The Creation of the Moon

This is the second part of Ben Traven’s classic ‘The Creation of the Sun and the Moon’, illustrated by Alberto Beltrán, first published in 1968. If you enjoy this beautifully told legend as much as we do, you’ll want to read the whole book! Though now out of print, second hand copies are still obtainable on the internet... (Written/compiled by Ian Mursell/Mexicolore)

Graphic from ‘The Creation of the Sun and the Moon’
Graphic from ‘The Creation of the Sun and the Moon’

In the years that passed men realised that they enjoyed a beautiful Sun during the day, but they feared the darkness of the night. And so, according to the legend, the son of Chicovaneg set out on another journey to create for mankind a lesser Sun, one exclusively for the night. And here is what the legend tells of that feature ...
When the son of Chicovaneg grew up, the men of his tribe called him Huachinog-vaneg because he dreamed so much, and because his thoughts were more often in the sky with his father than on earth with his people. Often for long hours he sat in the shade of a tree, sad-faced and lost in meditation.
One day his mother Lequilants found him thus. “My son,” she said, “why is it you are so sad? Everywhere people are happily rejoicing in th Sun your father gave them.”
Huachinog-vaneg arose, bowed before his mother, put his face over her hand in greeting, and said, “Oh, my beloved and honoured mother, and why should I not be sad? My father did great deeds on earth and in the skies. I feel unworthy of my father and of you.”

Graphic from Ben Traven’s book
Graphic from Ben Traven’s book

“My son,” she told him, “you, too, are a creator. Do you not create beautiful houses out of stone, with sand and lime, so that people may live secure from storms and wild beasts?”
”It is true,” the son replied, “but I have taught many to build as perfectly as I do. And time will decay these houses and also the temples and high pyramids I have built. After several summers no person will remember the one who built them - or even his name.”
Whereupon the mother said, ‘My son, not all men can create a new Sun, but there is ever a need for houses to be built, for fields to be tilled, mats to be woven, pots and plates to be made and fired, and trees to be planted. For if all this were not done, of what use would be the perfect Sun in the sky?’
’Honoured mother, you speak wisely. But you are a woman, while I as a man, with different ways and other thoughts, am driven on by ambition. Many times when I have sat alone, under a tree, I have spoken to my father. Know that it is my ardent wish to go to him.’
To this Lequilants said: ‘No mother, no wife or lover has the strength to prevent a man of strong mind from doing what he earnestly desires to do. Take me to the house, my son. Let me lean upon your arm, for now I feel my years.’
The son saw his mother to the house. She put out the light of the pine-wood torch and covered the embers on the hearth with ashes. But Huachinog-vaneg left the door open so that he might see the stars.
’Come here, my son,’ said his mother, ‘and sit beside me. I am afraid of the dark tonight as every night.’
’Do not be afraid, mother. I am with you.’
’Yes, my son, and I am glad. But there are mothers who have lost their sons, and mothers who are alone because their sons are far away, and there are those who never had a son. All are afraid of the dark night - as I am afraid when you are not here.

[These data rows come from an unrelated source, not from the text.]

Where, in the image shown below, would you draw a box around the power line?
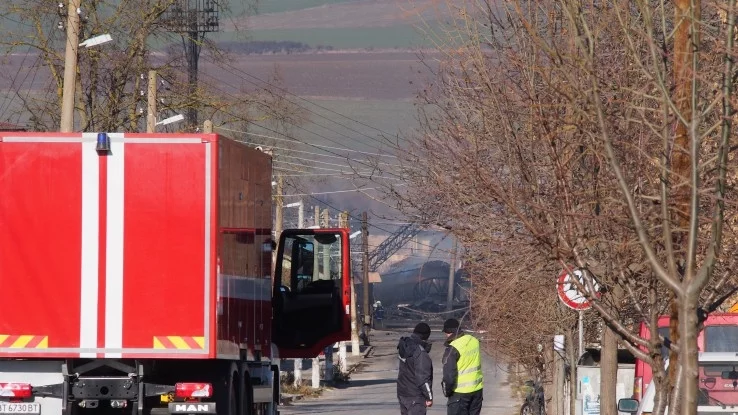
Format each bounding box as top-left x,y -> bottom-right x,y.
224,127 -> 397,158
198,53 -> 400,143
282,184 -> 406,197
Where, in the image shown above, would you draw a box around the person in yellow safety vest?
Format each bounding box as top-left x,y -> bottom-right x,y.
441,318 -> 484,415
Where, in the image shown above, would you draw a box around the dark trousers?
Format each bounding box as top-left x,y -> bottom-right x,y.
448,390 -> 482,415
399,396 -> 427,415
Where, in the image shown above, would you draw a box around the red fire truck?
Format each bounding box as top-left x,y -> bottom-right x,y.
0,132 -> 350,415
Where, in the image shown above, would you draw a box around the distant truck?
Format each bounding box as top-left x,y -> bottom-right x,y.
0,132 -> 350,415
633,313 -> 738,401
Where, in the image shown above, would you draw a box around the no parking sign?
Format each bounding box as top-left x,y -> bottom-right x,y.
556,269 -> 600,311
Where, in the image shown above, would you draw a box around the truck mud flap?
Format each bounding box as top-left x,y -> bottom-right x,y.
169,402 -> 216,414
254,385 -> 274,403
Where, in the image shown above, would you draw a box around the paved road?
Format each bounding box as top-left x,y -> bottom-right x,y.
280,330 -> 520,415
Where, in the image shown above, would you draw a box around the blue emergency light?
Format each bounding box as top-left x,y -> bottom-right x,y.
95,133 -> 110,153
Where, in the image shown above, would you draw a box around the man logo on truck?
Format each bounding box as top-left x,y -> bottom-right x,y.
173,403 -> 211,413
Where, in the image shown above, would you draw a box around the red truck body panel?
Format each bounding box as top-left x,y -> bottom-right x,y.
633,313 -> 738,400
0,133 -> 271,358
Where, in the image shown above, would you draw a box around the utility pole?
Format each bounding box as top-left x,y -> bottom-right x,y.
361,212 -> 371,328
146,70 -> 156,133
297,199 -> 305,229
343,211 -> 361,356
274,173 -> 284,240
312,206 -> 320,389
338,212 -> 354,373
60,0 -> 80,133
288,198 -> 304,387
446,238 -> 459,311
320,209 -> 333,382
161,0 -> 220,127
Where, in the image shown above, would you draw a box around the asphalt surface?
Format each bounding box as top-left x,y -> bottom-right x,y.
279,330 -> 521,415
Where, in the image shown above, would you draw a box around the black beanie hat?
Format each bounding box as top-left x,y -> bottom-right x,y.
443,318 -> 459,333
413,323 -> 430,340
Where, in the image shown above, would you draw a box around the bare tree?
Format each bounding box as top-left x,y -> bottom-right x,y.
395,0 -> 736,414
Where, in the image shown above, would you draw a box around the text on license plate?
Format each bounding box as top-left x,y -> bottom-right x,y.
0,402 -> 41,414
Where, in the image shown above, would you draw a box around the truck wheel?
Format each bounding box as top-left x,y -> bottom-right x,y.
239,370 -> 254,415
214,364 -> 238,415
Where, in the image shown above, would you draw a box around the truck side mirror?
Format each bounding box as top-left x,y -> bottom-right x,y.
618,399 -> 638,414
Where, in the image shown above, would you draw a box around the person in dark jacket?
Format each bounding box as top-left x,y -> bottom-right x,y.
441,318 -> 484,415
397,323 -> 433,415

Florentine Codex image of two moons, from the Aztec legend
Florentine Codex image of two moons, from the Aztec legend

‘I have thought at times that the people of earth also need a Sun at night. But who could create a Sun for the night only? It would be more difficult I think that it was to create the Sun for the day. The kindling of the Day Sun needed great courage, but only a man who is truly clever could create a Sun of the Night. For think! Such a Night Sun must give light but not heat; otherwise no living thing could recov er from the day’s heat, and all life on earth must sleep and rest and gain strength for the coming day.’ Huachinog-vaneg pondered his mother’s words. ‘You are wise, my mother,’ he said. ‘It would indeed be difficult to create such a Sun for the night.’
’Imagine how difficult, my son!’ said Lequilants. ‘For the Night Sun must not disturb mankind, neither the animals and plants of the earth in their rest. Nor should it shine always with a full light. Rather, its light should increase and decrease gradually so that earth’s living things could grow accustomed to both light and darkness. And there should be nights on earth when the Night Sun disappears completely, so that people may know what true darkness means, and the usefulness of the stars and how satisfying complete stillness can be. How can any man on earth be clever enough to create such a Sun? Yet one dreams of such things as I often do.’
Said Huachinog-vaneg, ‘It is a beautiful dream, my mother, and I am happy you shared it with me.’

Graphic from ‘The Creation of the Sun and the Moon’
Graphic from ‘The Creation of the Sun and the Moon’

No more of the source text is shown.